47話 誰が何人死んでもいいから、とにかく、俺だけは助かりますように!
47話 誰が何人死んでもいいから、とにかく、俺だけは助かりますように!
(以心伝心の護符は、次元ロックの干渉も受けないから、酒神とは、いつでも連絡を取れる。手筈通り、乱数が調整されれば、サヴァーテなんか余裕)
才藤が、心の中で呟きながら、
そそくさと戦線から離脱した直後、
[さて、それでは始めましょうか。これまでのじゃれあいとは一味違う。どちらかが死ぬまで終わらない――そんな、本当の死闘を]
「……こうなったら、仕方がない。総員、戦闘準備!」
銃崎の号令で、才藤以外の全員が武器を構えた。
――そんな緊迫した雰囲気の中、
才藤だけは、隅の方で縮こまって、胸の前で両手を組み、
「俺は祈る! 誰が何人死んでもいいから、とにかく、俺だけは助かりますように!」
と、何度も叫んでいた。
村人固有スキル『天に祈る』の連続発動!!
才藤の発言に、銃崎が、心底イラっとした表情を向けたが、それも一瞬の話。
すぐに、才藤零児などという『真正のカス』は意識の外に放り捨て、
「サヴァーテさえ倒せば、最下層にいける。辿り着ける。本物になれる。あのアホの隣に立てる。並ぶ事ができる。
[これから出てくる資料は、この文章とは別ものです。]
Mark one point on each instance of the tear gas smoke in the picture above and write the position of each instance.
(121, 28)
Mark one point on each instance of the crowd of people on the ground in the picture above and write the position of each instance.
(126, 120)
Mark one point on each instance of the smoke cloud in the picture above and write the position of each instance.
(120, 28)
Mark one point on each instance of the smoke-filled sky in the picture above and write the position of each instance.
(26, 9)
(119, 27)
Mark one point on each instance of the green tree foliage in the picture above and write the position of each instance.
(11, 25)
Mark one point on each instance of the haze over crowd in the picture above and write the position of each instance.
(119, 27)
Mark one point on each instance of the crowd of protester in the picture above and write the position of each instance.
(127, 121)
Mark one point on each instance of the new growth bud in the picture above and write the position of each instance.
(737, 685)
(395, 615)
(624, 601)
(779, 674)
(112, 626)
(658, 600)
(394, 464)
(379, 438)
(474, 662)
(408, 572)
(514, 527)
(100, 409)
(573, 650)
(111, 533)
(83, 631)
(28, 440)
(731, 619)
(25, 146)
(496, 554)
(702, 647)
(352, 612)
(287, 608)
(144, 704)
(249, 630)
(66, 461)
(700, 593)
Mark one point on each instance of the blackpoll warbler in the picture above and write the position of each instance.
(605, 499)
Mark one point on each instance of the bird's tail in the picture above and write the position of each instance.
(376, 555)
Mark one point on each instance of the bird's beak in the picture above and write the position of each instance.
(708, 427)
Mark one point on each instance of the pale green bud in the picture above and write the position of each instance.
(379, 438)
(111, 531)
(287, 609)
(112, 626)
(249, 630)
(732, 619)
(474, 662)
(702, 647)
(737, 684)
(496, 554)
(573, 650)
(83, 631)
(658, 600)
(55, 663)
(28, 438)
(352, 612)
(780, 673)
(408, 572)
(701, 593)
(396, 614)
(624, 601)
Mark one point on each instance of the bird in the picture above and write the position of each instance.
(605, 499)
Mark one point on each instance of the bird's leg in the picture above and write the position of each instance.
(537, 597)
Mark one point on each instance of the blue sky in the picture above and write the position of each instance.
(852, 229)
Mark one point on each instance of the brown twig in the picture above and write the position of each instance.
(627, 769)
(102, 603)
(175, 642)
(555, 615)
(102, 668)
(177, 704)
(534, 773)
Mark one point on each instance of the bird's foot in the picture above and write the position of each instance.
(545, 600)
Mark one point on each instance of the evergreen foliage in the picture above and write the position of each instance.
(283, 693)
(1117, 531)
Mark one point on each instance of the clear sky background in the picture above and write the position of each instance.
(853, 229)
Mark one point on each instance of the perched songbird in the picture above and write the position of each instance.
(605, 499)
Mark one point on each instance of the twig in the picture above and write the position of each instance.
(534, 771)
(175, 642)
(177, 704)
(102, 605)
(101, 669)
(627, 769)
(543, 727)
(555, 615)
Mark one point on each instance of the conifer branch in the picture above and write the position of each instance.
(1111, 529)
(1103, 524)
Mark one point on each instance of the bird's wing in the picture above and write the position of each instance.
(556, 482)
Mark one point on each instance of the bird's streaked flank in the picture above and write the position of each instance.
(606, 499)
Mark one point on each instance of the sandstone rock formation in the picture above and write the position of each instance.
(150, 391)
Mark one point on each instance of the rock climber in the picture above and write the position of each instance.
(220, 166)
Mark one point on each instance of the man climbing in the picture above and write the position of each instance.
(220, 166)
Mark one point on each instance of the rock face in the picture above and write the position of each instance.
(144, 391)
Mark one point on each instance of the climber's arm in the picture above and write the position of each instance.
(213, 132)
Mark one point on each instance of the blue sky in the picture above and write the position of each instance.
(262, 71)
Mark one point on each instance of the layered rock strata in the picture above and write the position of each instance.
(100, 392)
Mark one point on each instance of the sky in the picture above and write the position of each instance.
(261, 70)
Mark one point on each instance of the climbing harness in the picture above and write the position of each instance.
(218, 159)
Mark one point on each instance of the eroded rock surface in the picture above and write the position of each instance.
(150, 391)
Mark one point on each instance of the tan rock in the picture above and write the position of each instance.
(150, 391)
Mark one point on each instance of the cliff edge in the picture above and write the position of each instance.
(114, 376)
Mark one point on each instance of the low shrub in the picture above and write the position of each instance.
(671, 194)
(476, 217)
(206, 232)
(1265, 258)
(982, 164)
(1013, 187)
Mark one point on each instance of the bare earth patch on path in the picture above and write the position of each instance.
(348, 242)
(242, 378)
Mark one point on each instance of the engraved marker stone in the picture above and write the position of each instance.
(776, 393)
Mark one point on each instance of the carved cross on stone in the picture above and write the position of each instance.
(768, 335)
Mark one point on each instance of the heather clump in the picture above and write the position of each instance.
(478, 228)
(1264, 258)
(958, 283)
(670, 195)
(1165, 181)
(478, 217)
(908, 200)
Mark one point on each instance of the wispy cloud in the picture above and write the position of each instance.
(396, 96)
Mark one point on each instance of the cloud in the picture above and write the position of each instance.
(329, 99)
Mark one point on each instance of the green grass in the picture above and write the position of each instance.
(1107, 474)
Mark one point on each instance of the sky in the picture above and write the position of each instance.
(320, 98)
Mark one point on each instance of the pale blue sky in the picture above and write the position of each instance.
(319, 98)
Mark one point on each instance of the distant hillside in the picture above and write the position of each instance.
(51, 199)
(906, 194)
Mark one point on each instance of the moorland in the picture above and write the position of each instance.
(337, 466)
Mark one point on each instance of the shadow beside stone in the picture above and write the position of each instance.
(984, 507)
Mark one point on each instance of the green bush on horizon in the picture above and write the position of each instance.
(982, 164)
必ず、あのアホに――酒神終理に、『銃崎美砂』という女を認めさせてやる!!」
銃崎は、即座に召喚した突撃用のマッハドラゴンに騎乗し、両手に魔法陣を展開させる。
銃崎の体を包み込む、二つのジオメトリ。
「《エンシェント/ドラグーン・ランクA》」
一時的にスキル火力を60%上昇させるスキルを発動し、更に、
「《覇王龍の一閃・ランクA+》」
最大火力のスキルを発動。
龍槍の矛先。
一点に収束していく。
空間が震えるほどのオーラ。
――銃崎を乗せた龍は、
「ライジング!!」
命令に従い、一瞬で空高く舞い上がり、
上空二十メートル付近でピタっと止まる。
銃崎は、スゥっと息を吸い、
そして叫んだ。
「ブリィィィイイッツッッ!!」
命じると、龍は、放たれた弾丸のように、
音速で、サヴァーテへと襲いかかる。
高速落下で火力を増幅させた全霊の一撃が、
サヴァーテの防御障壁に直撃!!
激しく、粉塵が舞う!
[相変わらず、素晴らしい火力ですね。自慢のバリアが五分の一も削られてしまいました]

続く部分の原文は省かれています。